When a changing magnetic field cuts across a conductor, it will induce a current flow. The resistance in the circuits will convert this to a voltage. This can occur in conductor wire connected to sensor and instruments.

These unwanted voltages result in erroneous readings from sensors and signal to outputs. Shielding will reduce the effects of the interference. When shielding and grounding are done properly, the effects of electrical noise will be negligible. Shielding is normally used for; all logical signals in noisy environments, high-speed counters or high-speed circuitry, and all analog signals.

Techniques to reduce noise:

Shielding involves encasing conductors and electrical equipment with metal. As a result electrical equipment is normally housed in metal cases.

Wires are normally put in cables with a metal sheath surrounding both wires. The metal sheath may be a thin film, or a woven metal mesh. Shielded wires are connected at one end to “drain” the unwanted signals into the cases of the instruments.

It is shown in above figure a thermocouple connected with a thermocouple. The cross section of the wire contains two insulated conductors. Both of the wires are covered with a metal foil, and final covering of insulation finishes the cable. The wires are connected to the thermocouple as expected, but the shield is only connected on the amplifier end to the case. The case is then connected to the shielding ground, shown here as three diagonal lines.

Another method to reduce noise is twisted pair wire:

The two wires are twisted at regular intervals, effectively forming small loops. In this case the small loops reverse every twist, so any induced currents are cancel out for every two twists. Using a twisted pair wire to shield reduce the effect of noise to large extent.

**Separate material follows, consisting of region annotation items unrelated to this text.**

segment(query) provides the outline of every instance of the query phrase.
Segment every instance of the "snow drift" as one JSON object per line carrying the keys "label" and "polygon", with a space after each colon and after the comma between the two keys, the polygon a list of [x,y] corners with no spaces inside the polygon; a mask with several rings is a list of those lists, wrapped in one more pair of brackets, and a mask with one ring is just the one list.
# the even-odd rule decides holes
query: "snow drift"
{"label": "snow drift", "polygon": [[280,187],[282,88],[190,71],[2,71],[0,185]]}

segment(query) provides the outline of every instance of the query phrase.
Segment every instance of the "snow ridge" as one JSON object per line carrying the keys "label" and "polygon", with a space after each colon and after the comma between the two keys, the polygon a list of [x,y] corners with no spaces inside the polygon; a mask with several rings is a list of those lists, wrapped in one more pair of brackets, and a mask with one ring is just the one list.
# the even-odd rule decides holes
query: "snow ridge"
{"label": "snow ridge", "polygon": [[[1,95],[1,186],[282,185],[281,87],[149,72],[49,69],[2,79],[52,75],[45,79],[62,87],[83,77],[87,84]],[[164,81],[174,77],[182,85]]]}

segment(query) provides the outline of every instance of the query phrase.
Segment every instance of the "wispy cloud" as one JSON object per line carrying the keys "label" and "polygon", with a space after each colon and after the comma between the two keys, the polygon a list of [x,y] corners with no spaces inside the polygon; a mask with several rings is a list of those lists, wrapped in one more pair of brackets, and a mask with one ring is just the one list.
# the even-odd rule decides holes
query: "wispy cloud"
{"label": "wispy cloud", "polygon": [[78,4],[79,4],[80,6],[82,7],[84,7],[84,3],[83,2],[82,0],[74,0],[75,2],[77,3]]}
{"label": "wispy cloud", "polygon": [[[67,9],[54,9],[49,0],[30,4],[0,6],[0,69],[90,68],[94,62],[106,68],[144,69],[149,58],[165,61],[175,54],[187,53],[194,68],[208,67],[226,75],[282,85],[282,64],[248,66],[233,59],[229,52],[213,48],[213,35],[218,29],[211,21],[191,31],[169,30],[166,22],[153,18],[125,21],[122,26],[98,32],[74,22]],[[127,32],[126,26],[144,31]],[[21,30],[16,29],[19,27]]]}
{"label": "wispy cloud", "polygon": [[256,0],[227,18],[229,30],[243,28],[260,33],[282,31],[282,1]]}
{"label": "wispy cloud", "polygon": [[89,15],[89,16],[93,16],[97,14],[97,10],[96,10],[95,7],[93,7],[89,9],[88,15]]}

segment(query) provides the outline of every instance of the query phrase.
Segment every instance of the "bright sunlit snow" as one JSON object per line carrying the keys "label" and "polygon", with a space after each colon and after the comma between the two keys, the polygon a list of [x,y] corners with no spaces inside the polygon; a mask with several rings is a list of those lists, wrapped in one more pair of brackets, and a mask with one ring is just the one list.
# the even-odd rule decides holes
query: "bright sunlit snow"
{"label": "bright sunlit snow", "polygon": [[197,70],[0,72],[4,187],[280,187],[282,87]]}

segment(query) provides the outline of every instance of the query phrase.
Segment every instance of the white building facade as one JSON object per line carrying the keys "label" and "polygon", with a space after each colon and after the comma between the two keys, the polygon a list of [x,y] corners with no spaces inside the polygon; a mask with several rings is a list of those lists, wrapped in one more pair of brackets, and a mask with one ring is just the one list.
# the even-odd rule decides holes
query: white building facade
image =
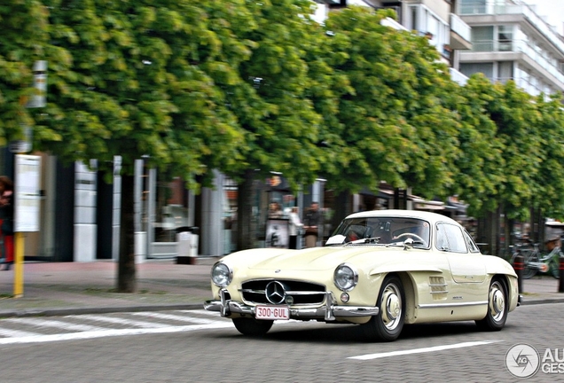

When designing shielding, the following design points will reduce the effects of electromagnetic interference, Avoid “noisy” equipment when possible, Choose a metal cabinet that will shield the control electronics, Use shielded cables and twisted pair wires, Separate high current, and AC/DC wires from each other when possible, Use current oriented methods such as sourcing and sinking for logical I/O, Use high frequency filters to eliminate high frequency noise.